Colleges were incorporated so that Mr Major could keep his.

Although incorporation was a short-term fix, it was also part of a series of longer-term strategies in the Conservative-controlled Department for Education. This strategy involved limiting the role of local education authorities by devolving power to schools with a tight framework of national regulation.

In the space of five years, the department had introduced a national curriculum, national testing, formula funding of schools, open enrolment and the Office for Standards in Education. The details keep changing but the structure of this reform was established between 1988 and 1993.

In FE, incorporation contributed to the additional objective of refocusing publicly-funded education on the needs of employers. Something had been lost in the 1980s as a result of mass unemployment, the collapse of apprenticeships and the decline in day release.

Change was also needed to enable colleges to cope with demand for education for16-year-olds and the need for an alternative to GCSEs.

Incorporation happened as general national vocational qualifications were being piloted as the classroom-based alternative to NVQs. Incorporation was one stage in a winding road from the Manpower Services Commission to the Learning and Skills Council.

Once the decision had been taken to incorporate colleges, civil servants needed to devise a way of making it happen. Colleges were given a new legal form which was a cross between a polytechnic and a grant-maintained school.

The Further Education Funding Council was set up with a wholesale transfer of staff from another quango, the Polytechnics and Colleges Funding Council, which was in the process of being wound up.

The FEFC’s first acts were to re-issue PCFC circulars under a new purple cover, but it quickly established a reputation for uncompromising efficiency. This helped it through the risky process of giving colleges their new powers and gave it the momentum to establish its famous funding methodology.

A clever formula and a focus on students helped the FEFC implement an annual 5 per cent efficiency gain on the FE sector between 1994 and 1998.

Incorporation optimism quickly dissipated in the face of the public expenditure cuts made necessary by the Government’s failure to balance its budget in 1993. These cuts forced a bitter dispute over lecturers’

contracts which is still only partially resolved.

Meanwhile, the beautiful simplicity of the FEFC’s funding formula let loose all sorts of bizarre schemes for generating public funding. The franchising bubble ended in 1999 in the enquiries at Halton and Bilston. The FEFC reacted with an audit regime of unequalled severity, but its reputation for efficiency had been soured and it was ripe for reform.

New Labour’s stated priority had been education, education, education but its focus between 1997 and 1999 was on school reform and university fees.

By 1999, when it turned to FE, it had the confidence to roll up the mess of post-16 quangos into a single monster organisation - the LSC.

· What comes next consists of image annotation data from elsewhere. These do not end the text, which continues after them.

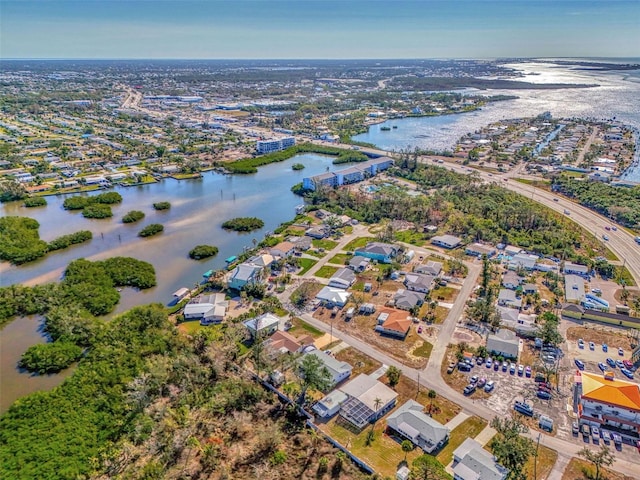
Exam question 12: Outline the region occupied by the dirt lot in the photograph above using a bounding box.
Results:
[313,308,431,368]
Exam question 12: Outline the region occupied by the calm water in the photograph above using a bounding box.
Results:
[0,154,344,412]
[354,63,640,182]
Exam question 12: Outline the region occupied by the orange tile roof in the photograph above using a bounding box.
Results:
[582,372,640,411]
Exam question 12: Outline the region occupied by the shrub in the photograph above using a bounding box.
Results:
[49,230,93,252]
[82,203,113,218]
[189,245,218,260]
[222,217,264,232]
[122,210,144,223]
[24,197,47,208]
[20,342,82,374]
[138,223,164,237]
[153,202,171,210]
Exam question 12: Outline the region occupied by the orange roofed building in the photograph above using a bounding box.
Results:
[576,372,640,441]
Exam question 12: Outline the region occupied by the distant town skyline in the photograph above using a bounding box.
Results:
[0,0,640,59]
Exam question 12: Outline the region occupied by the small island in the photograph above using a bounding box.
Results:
[189,245,218,260]
[222,217,264,232]
[138,223,164,238]
[153,202,171,210]
[122,210,144,223]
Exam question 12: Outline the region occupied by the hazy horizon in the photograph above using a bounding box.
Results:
[0,0,640,60]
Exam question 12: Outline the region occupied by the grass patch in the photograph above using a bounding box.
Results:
[524,445,558,478]
[311,238,338,250]
[288,317,324,338]
[315,265,338,278]
[329,253,352,265]
[298,258,318,275]
[411,341,433,358]
[344,237,375,252]
[336,347,382,378]
[394,230,426,247]
[436,415,487,465]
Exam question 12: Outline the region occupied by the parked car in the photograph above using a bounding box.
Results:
[571,422,580,435]
[462,383,476,395]
[536,390,551,400]
[620,368,633,380]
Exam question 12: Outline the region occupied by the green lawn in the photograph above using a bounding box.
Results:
[298,258,318,275]
[344,237,375,252]
[329,253,352,265]
[436,416,487,466]
[311,238,338,250]
[315,265,338,278]
[394,230,426,247]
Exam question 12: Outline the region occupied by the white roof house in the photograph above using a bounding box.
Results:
[329,268,356,290]
[340,373,398,428]
[243,313,280,337]
[453,438,509,480]
[387,400,450,453]
[306,350,353,385]
[316,287,351,308]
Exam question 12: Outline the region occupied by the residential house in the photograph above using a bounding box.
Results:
[243,313,280,338]
[564,275,585,303]
[562,262,589,277]
[413,260,442,277]
[498,288,522,308]
[305,350,353,387]
[375,309,411,340]
[487,328,520,359]
[354,242,399,263]
[387,400,450,453]
[452,438,509,480]
[227,263,262,290]
[575,372,640,442]
[502,270,524,290]
[340,373,398,429]
[316,287,351,308]
[404,273,434,293]
[183,293,229,325]
[349,256,371,273]
[431,235,462,249]
[311,390,349,418]
[269,242,296,258]
[393,288,425,310]
[329,268,356,290]
[464,243,496,258]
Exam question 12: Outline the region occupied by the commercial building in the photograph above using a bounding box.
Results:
[256,137,296,154]
[575,372,640,442]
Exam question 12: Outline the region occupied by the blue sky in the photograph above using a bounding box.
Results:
[0,0,640,59]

Unlike the FEFC, the LSC would plan as well as fund post-16 education and its remit would extend to school sixth forms and work-based training.

The LSC had a poisonous inheritance from the FEFC and has a set of impossible targets from its political masters. It nevertheless took time to manage its start-up and to engage with the issue of how to regulate and manage its portfolio of colleges. For, despite the occasional rhetoric about the LSC dealing with an open market of training suppliers, the reality was that incorporated colleges occupied the largest share of the LSC’s budget and targets. The LSC could work with colleges or reform them but it could not ignore them.

Incorporation is just as much a fact of life in 2003 as it was in 1993. The incessant initiatives and the various reforms have not changed the role of colleges as the owners of land and buildings, the employers of lecturers and the local organisations recruiting and educating learners.

Success for All may change the way that colleges work. Strategic area reviews may change the local organisation of colleges. Quangos are here today, gone tomorrow. As yet, there is no question over the future legal structure of colleges and no changes to the reform of 10 years ago. A week can be a long time in politics but a decade is a short time in the life of most colleges.